You are viewing a plain text version of this content. The canonical link for it is here.
Posted to dev@gora.apache.org by Maria Podorvanova <po...@gmail.com> on 2021/02/27 08:09:38 UTC

Add datastore for Elasticsearch. Outreachy Week 12 Report

Hi,

Report #12
Week 12: February, 21 - February, 27
Activities:
- Fixed execute method by adding a special "gora_id" field [1]
- Implemented deleting specific fields of the records in deleteByQuery
method [2]
- Implemented MapReduce test [3]
- Added Thread.sleep in order to synchronize Elasticsearch replicas [4]
- All tests in TestElasticsearchStore are passing now
- I also had informal chat with 2 people this week

Questions:

   1. The last commit [4] gives Elasticsearch some time to synchronize all
   its replicas.

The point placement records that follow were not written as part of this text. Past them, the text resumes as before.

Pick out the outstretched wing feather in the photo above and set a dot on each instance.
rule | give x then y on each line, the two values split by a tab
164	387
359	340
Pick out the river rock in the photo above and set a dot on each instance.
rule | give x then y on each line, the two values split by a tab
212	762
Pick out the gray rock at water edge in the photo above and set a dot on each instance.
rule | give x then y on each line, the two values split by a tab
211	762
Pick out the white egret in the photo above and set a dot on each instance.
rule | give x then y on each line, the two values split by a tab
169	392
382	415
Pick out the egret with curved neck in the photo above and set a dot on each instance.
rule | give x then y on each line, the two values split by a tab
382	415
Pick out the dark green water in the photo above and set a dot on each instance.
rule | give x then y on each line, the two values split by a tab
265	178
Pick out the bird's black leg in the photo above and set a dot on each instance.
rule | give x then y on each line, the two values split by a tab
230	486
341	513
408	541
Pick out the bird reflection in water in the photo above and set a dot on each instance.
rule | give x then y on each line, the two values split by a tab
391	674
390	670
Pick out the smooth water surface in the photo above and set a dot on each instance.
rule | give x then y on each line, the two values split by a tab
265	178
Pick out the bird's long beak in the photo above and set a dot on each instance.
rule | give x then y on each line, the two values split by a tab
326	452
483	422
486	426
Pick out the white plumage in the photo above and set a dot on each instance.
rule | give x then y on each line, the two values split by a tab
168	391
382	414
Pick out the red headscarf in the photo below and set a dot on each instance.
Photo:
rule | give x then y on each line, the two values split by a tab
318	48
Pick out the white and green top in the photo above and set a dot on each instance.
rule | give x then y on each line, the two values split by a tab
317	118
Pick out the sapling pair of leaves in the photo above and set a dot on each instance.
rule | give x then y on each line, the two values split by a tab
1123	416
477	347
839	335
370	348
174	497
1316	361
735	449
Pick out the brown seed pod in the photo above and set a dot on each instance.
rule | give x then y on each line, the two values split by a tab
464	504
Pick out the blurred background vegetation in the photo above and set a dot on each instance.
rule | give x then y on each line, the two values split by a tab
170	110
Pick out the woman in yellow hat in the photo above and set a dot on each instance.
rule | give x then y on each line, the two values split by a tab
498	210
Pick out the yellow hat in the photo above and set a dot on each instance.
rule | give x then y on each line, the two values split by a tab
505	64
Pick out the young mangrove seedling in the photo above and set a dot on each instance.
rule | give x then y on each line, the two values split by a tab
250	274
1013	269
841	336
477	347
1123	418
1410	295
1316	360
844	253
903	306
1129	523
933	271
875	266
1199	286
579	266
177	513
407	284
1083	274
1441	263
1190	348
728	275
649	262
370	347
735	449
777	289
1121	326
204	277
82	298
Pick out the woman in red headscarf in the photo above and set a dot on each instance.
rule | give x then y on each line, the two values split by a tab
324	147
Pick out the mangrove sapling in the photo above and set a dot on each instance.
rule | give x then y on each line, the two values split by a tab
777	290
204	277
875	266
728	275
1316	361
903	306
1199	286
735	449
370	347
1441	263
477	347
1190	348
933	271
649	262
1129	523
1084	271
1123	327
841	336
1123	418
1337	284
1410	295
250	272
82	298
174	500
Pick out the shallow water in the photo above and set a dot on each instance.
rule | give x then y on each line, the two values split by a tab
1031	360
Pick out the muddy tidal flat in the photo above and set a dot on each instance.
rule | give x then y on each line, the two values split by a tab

Without Thread.sleep 10 tests (testQuery, testQueryStartKey,
   testDeleteByQuery etc.) fail and return a different number of hits every
   time I run them. I did not find a better solution, but commit it anyway. Do
   you have any suggestions?
   2. I did not get feedback about Elasticsearch documentation for Apache
   Gora website I sent last week. Do I need to fix something in it?
   3. One of the last goals of my internship is to add the new datastore to
   the GoraExplorer project. Could you tell me if there is any guide on how to
   do it?


[1]
https://github.com/apache/gora/commit/f100b317a6dd3c98875f92de776e9b1e476e5425
[2]
https://github.com/apache/gora/commit/91fb2f83f7b4b682898b1cffe73eb8bebeb8ed83
[3]
https://github.com/apache/gora/commit/28b2dee779fa428f51f54585dbfb88638f9bc1de
[4]
https://github.com/apache/gora/commit/d7955f74821fad063da3dd9f1988f59aadbf7cca

Regards,
Maria

Re: Add datastore for Elasticsearch. Outreachy Week 12 Report

Posted by Maria Podorvanova <po...@gmail.com>.
Hi John,

Thank you for your response.

1) I have tried to execute a refresh call on the flush method and it is
working now. Thank you very much!

3) I see. I will leave it out for now then.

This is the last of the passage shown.